Forward secure [AMN01,AR00,BM99,Kra00,BC⁺01] is a better way to reduce the damage. It guarantees that disclosure of the secret key material at present does not compromise the secrecy of the earlier signature or encrypted material; and it must be achieved in a simple way, in particular without requiring distribution or protected storage devices, and without increasing key management costs. We extend the concept to proxy signatures as forward-secure proxy signature [AR00] to make the system with a forward-secure property.

In recent years, one-time signature schemes [Lam79,Rab79,WS96,Mer87,Sch00]

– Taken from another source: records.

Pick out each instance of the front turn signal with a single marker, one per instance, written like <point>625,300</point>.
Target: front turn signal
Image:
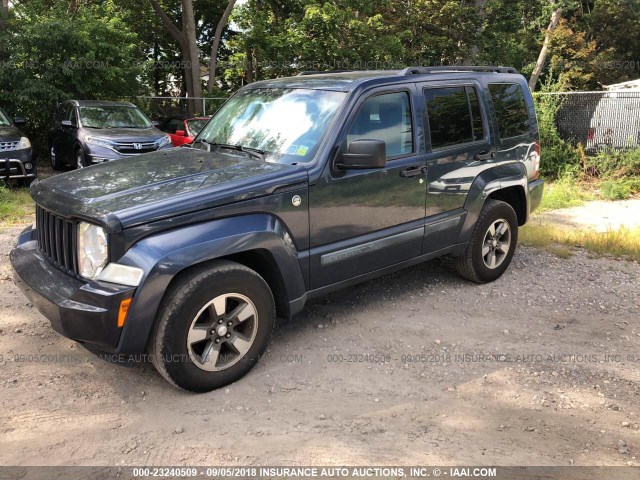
<point>122,311</point>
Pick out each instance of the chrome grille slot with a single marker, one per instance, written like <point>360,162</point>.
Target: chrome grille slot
<point>4,146</point>
<point>57,239</point>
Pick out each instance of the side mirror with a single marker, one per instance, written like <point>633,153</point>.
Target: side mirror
<point>363,154</point>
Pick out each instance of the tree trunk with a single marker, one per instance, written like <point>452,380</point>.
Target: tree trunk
<point>193,63</point>
<point>249,65</point>
<point>474,51</point>
<point>4,12</point>
<point>216,43</point>
<point>187,40</point>
<point>542,58</point>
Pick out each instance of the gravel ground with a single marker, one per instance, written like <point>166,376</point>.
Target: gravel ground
<point>539,368</point>
<point>597,215</point>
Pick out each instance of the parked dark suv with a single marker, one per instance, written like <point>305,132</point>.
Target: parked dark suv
<point>296,187</point>
<point>88,132</point>
<point>17,160</point>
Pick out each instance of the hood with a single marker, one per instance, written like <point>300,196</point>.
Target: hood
<point>126,135</point>
<point>163,184</point>
<point>9,133</point>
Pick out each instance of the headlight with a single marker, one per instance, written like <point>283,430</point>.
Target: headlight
<point>163,141</point>
<point>24,143</point>
<point>92,249</point>
<point>99,142</point>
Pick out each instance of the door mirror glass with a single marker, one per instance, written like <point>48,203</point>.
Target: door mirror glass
<point>363,154</point>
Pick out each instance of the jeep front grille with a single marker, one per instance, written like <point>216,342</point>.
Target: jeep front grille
<point>57,239</point>
<point>5,146</point>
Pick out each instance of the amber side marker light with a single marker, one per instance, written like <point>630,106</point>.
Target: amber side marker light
<point>122,312</point>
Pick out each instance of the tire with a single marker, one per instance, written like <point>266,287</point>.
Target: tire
<point>476,264</point>
<point>192,309</point>
<point>26,182</point>
<point>79,159</point>
<point>56,164</point>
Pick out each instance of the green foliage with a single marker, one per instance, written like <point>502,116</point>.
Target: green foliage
<point>557,155</point>
<point>615,164</point>
<point>564,193</point>
<point>616,189</point>
<point>56,56</point>
<point>16,206</point>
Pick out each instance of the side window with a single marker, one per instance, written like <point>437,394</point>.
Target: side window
<point>385,117</point>
<point>511,109</point>
<point>454,116</point>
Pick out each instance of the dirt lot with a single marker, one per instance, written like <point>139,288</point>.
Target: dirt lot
<point>508,401</point>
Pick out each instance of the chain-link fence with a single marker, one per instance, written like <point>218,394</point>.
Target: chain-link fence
<point>161,108</point>
<point>600,120</point>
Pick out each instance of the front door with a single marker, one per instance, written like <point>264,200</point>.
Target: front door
<point>365,220</point>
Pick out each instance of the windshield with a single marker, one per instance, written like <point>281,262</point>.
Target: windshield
<point>196,124</point>
<point>287,124</point>
<point>4,121</point>
<point>113,116</point>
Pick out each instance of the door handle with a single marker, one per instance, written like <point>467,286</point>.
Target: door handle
<point>413,171</point>
<point>481,157</point>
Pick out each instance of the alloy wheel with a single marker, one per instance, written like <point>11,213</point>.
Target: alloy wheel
<point>222,332</point>
<point>496,244</point>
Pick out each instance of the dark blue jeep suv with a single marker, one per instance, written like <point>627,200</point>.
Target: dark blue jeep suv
<point>296,187</point>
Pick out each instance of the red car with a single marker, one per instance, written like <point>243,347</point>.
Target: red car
<point>183,130</point>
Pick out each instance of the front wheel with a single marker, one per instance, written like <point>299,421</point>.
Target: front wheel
<point>213,326</point>
<point>492,244</point>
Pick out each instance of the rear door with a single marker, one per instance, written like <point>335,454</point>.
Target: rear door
<point>365,220</point>
<point>459,146</point>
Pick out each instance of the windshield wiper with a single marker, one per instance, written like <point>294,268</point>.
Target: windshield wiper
<point>254,152</point>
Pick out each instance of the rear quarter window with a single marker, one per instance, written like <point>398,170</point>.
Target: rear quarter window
<point>511,110</point>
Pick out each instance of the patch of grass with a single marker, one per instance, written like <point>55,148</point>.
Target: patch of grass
<point>564,193</point>
<point>16,206</point>
<point>615,190</point>
<point>557,240</point>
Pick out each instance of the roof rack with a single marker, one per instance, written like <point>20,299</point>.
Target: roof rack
<point>455,68</point>
<point>319,72</point>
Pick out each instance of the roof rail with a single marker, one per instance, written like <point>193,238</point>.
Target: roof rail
<point>319,72</point>
<point>456,68</point>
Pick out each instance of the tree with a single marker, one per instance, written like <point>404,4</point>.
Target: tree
<point>54,56</point>
<point>187,40</point>
<point>542,58</point>
<point>222,23</point>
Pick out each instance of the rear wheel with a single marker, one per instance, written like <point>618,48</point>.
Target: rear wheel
<point>213,326</point>
<point>492,244</point>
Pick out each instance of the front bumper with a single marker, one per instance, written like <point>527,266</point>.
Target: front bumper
<point>78,309</point>
<point>535,194</point>
<point>14,163</point>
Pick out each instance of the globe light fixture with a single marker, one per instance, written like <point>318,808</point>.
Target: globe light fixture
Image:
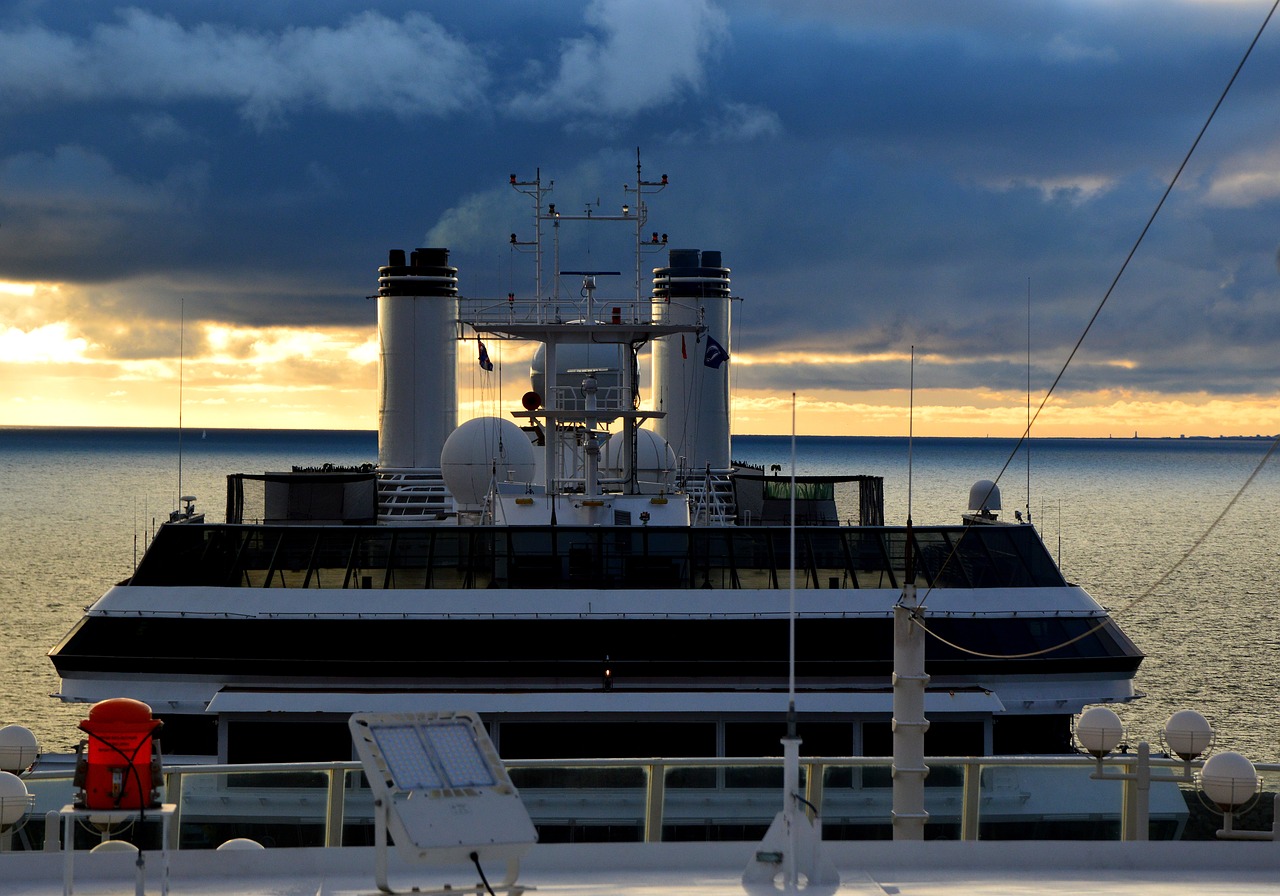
<point>1188,734</point>
<point>1229,781</point>
<point>14,805</point>
<point>1098,731</point>
<point>18,749</point>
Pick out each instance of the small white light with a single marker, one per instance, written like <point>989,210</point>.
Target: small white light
<point>1098,731</point>
<point>14,800</point>
<point>1188,734</point>
<point>18,749</point>
<point>1229,780</point>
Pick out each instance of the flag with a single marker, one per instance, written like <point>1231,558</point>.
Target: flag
<point>716,353</point>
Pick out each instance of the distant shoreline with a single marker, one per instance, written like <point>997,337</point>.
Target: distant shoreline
<point>199,430</point>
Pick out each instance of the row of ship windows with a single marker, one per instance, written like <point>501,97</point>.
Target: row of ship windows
<point>370,557</point>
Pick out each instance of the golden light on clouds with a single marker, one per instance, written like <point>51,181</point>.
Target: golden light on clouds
<point>53,373</point>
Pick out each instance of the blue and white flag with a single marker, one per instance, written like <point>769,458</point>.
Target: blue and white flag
<point>716,353</point>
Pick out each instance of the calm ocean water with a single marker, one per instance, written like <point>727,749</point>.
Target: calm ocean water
<point>76,506</point>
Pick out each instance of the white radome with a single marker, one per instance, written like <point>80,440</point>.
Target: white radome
<point>481,451</point>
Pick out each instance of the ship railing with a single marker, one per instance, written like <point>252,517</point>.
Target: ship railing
<point>484,312</point>
<point>1006,798</point>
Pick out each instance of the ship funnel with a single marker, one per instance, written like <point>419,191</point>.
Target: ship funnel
<point>417,309</point>
<point>690,371</point>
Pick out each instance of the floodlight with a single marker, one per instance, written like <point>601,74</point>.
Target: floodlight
<point>440,790</point>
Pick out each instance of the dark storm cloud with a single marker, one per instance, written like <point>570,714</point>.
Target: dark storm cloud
<point>878,174</point>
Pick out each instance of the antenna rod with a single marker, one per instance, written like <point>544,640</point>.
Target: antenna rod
<point>910,434</point>
<point>791,615</point>
<point>182,353</point>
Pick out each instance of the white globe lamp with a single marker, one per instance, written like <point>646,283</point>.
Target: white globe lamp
<point>1100,731</point>
<point>1188,734</point>
<point>18,749</point>
<point>14,800</point>
<point>1229,780</point>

have attracted more and more attention, as an attractive alternative to the traditional

signature schemes based on public key cryptography. One of the main advantages of one-time signature schemes is their reliance on one-way functions that can be implemented using fast hash functions such that SHA-serials [NIST02]. The resulting signatures are the order of magnitude faster than signatures based on public cryptography applying on the resource-constrained, small devices, such as cell phones, pagers, smart cards etc. The other of advantage of such a scheme is that it is generally quite fast. However, the scheme tends unwieldy when used to authenticate multiple messages because additional data needs to be generates to both sign and verify each new message. By contrast, with conventional signature scheme like RSA [RSA78], the same key pair can be used to authenticate multiple documents, which will face the threat of replay attacks.

We propose a new scheme to generalize the Lamport one-time signature. Thus, the proposed scheme is a generalized Lamport one-time signature scheme and save the storage of the public key and the size of the signature. Moreover, we propose an efficient solution for signing a long message to make the proposed scheme more operative in practical. Moreover, we apply the proposed scheme to proxy signature.